The darkest place on Drawing Down the Moon is reserved, undoubtedly, for “Larraine.” A brutal account of abuse rendered in chilling detail (“Your daddy loved you wrong while he pointed his gun”) it resurrects the “terrible, terrible childhood” of Fink’s mother. The cello moans in mourning for innocence lost in the worst possible way, the acoustic guitar evokes helpless peril and the harmonica wails like her mother’s futile scream for help – help that never once came. The devastation culminates in the shattering line, “What they did to you, they did to me.”
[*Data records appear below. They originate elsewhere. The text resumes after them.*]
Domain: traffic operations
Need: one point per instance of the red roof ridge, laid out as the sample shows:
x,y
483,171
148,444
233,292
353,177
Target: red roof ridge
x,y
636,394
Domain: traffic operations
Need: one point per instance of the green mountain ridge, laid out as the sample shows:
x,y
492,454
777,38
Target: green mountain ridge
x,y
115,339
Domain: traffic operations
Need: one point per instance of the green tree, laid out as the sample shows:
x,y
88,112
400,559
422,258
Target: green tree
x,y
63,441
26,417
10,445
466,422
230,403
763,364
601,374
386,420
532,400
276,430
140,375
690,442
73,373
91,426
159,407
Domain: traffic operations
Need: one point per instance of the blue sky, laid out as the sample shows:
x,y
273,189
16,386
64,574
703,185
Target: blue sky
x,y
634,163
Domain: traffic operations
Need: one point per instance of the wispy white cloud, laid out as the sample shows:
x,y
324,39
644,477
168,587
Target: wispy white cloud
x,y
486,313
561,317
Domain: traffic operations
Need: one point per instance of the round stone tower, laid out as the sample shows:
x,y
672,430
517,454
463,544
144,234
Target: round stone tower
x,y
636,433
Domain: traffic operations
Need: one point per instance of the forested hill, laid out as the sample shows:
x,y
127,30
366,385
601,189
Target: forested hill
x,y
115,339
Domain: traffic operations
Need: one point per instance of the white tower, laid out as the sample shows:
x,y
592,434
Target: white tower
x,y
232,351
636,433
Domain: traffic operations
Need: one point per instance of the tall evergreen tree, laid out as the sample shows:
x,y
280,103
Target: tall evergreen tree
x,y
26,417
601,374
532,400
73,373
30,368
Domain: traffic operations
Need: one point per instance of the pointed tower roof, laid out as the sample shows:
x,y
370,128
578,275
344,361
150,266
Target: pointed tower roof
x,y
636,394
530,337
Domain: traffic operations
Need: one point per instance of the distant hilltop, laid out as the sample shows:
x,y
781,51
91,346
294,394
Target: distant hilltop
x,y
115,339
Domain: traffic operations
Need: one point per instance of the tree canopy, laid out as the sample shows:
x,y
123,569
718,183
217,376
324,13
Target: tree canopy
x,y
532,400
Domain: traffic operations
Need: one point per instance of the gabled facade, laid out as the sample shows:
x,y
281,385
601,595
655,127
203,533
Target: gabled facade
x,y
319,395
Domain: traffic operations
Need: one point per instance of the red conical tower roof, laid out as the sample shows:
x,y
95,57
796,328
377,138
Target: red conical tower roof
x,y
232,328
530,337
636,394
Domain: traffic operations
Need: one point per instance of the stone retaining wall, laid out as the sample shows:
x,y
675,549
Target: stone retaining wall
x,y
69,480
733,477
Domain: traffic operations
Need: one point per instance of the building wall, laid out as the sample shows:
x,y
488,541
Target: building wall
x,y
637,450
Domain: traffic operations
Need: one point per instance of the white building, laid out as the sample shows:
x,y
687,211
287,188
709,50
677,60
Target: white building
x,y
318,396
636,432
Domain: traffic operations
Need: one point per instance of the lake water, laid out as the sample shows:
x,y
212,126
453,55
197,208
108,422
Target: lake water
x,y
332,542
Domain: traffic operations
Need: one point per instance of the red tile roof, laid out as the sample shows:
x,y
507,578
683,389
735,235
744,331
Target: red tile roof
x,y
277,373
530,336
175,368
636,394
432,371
“Her father was protected ’cause he was a fireman in a small town,” Fink confides. “Even when the police would be called in to the house they’d be like, ‘It’s fine. Let him sleep it off.’ There was nowhere for any of them to turn, really.”
For all the scars that burned so deeply, “Larraine” is a testament to its inspiration’s resilient spirit. “I was a little nervous when we were recording it,” confesses Fink. “You have to call your mom and get permission to put the song on the record because it was so personal. It took like five days to get up the courage to call her and said, ‘Do you want me to send you the lyrics?’ And she said, ‘No, I trust you and I love you. I’m honored, and thank you.'”
“On and On Again” provides a soothing palliative for the horrors of “Larraine,” and embodies the pricelessness of long-lasting kinship. “Music is therapy, not just for the people writing it, but for the people that are listening to it,” Taylor opines. “I think about what songs do to me when I listen to other people’s songs, and how they can save me for those three minutes.”
And as the twosome intones on “Silver Sorrow,” what they do, they do the best that they can. “It’s almost like we had to reinvent ourselves to go back to Azure Ray,” says Fink. “It’s the old Azure Ray but it’s the new Azure Ray, too.”